The MIND diet is also easier to follow than the Mediterranean diet, which calls for daily consumption of fish and three to four daily servings of each of fruits and vegetables.
The MIND diet has 15 dietary components, including 10 “brain-healthy food groups” — green leafy vegetables, other vegetables, nuts, berries, beans, whole grains, fish, poultry, olive oil and wine — and five unhealthy groups that comprise red meats, butter and stick margarine, cheese, pastries and sweets, and fried or fast food.
The MIND diet includes at least three servings of whole grains, a salad and one other vegetable every day — along with a glass of wine. It also involves snacking most days on nuts and eating beans every other day or so, poultry and berries at least twice a week and fish at least once a week.
Dieters must limit eating the designated unhealthy foods, especially butter (less than 1 tablespoon a day), cheese, and fried or fast food (less than a serving a week for any of the three).
Berries are the only fruit specifically to make the MIND diet. Blueberries are one of the more potent foods in terms of protecting the brain, the researchers said said, and strawberries have also performed well in past studies of the effect of food on cognitive function.

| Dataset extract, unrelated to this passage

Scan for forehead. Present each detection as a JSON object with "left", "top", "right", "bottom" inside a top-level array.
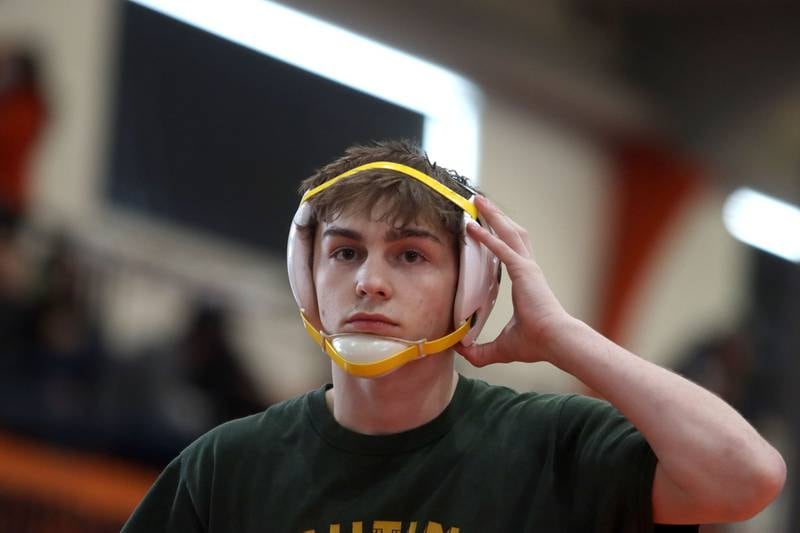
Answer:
[{"left": 317, "top": 206, "right": 454, "bottom": 246}]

The MIND diet was not an intervention in this study, however; researchers looked at what people were already eating. Participants earned points if they ate brain-healthy foods frequently and avoided unhealthy foods. The one exception was that participants got one point if they said olive oil was the primary oil used in their homes.
The study enlisted volunteers already participating in the ongoing Rush Memory and Aging Project (MAP), which began in 1997 among residents of Chicago-area retirement communities and senior public housing complexes. An optional “food frequency questionnaire” was added from 2004 to February 2013, and the MIND diet study looked at results for 923 volunteers. A total of 144 cases of AD developed in this cohort.
When the researchers in the new study left out of the analyses those participants who changed their diets somewhere along the line — say, on a doctor’s orders after a stroke — they found that the association became stronger between the MIND diet and [favorable] outcomes in terms of AD.
In other words, it looks like the longer a person eats the MIND diet, the less risk that person will have of developing AD.
The results of this study need to be confirmed by other investigators in different populations and also through randomized trials. That is the best way to establish a cause-and-effect relationship between the MIND diet and reductions in the risk of Alzheimer’s disease.